Si indaga su un presunto incontro tra Rocchi e manager dell’Inter
L’inchiesta che sta scuotendo il calcio italiano si arricchisce di un nuovo e pesantissimo capitolo. Al centro del filone aperto dalla procura di Milano sulle presunte designazioni arbitrali pilotate, che vede l’ex designatore Gianluca Rocchi indagato e autosospeso, emerge ora anche il nome di Giorgio Schenone, dirigente dell’Inter.
Schenone, attuale club referee manager del club nerazzurro, non risulta al momento indagato, ma è stato convocato per venerdì dai magistrati e dalla Guardia di Finanza come persona informata sui fatti.

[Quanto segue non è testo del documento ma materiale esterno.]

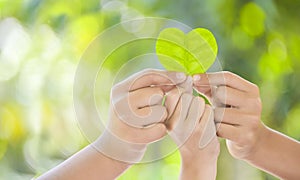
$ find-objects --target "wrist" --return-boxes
[243,124,271,162]
[92,130,147,164]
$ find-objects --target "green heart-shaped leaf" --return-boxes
[156,28,218,75]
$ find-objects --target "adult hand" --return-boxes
[193,72,266,159]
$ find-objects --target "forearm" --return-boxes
[246,127,300,179]
[38,145,130,180]
[179,155,217,180]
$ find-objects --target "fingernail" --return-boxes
[176,73,185,80]
[193,74,201,82]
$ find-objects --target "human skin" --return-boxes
[193,72,300,179]
[179,105,220,180]
[38,70,186,180]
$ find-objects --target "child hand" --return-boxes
[95,70,186,163]
[168,93,220,179]
[193,72,265,159]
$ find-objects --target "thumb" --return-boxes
[143,123,167,143]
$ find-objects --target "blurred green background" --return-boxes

Il presunto “Patto di San Siro”
Secondo la ricostruzione della procura di Milano, il presunto incontro chiave sarebbe avvenuto il 2 aprile 2025 allo stadio Meazza, durante la semifinale d’andata di Coppa Italia tra Milan e Inter. In quell’occasione, Rocchi avrebbe incontrato alcuni soggetti per discutere una strategia legata alle future designazioni arbitrali.
Le accuse nei confronti dell’ex designatore riguardano due episodi specifici. La scelta di Daniele Doveri per la semifinale di ritorno sarebbe stata studiata per “schermare” il direttore di gara. Essendo considerato poco gradito all’Inter, l’obiettivo sarebbe stato quello di “bruciarlo” in semifinale, impedendogli così di arbitrare sia l’eventuale finale sia le partite decisive della corsa scudetto nerazzurra.
Al contrario, l’arbitro ritenuto più “gradito”, Andrea Colombo, sarebbe stato designato per la delicatissima sfida Bologna-Inter del 20 aprile 2025.
L’intercettazione su “Giorgio”
A incastrare i protagonisti ci sarebbe un’intercettazione dell’aprile 2025 tra Gianluca Rocchi e Andrea Gervasoni, supervisore VAR anch’egli indagato e autosospeso. Nel colloquio emergerebbe un riferimento esplicito a un misterioso “Giorgio”, presente all’incontro in cui si sarebbe discusso delle presunte pressioni sulle designazioni arbitrali.
Ipotesi di frode sportiva e stallo Figc
L’obiettivo degli investigatori è capire se le pressioni esercitate nei confronti del designatore possano configurare il reato di frode sportiva.
Sul fronte della giustizia sportiva, invece, tutto resta fermo. Il pm Maurizio Ascione ha spiegato che l’indagine è ancora coperta dal segreto investigativo e che, al momento, gli atti non possono essere trasmessi alla procura della Figc.
Le audizioni previste nelle prossime ore, comprese quelle di Schenone e di altri testimoni chiave, potrebbero però rappresentare il punto di svolta definitivo per l’intero sistema arbitrale italiano.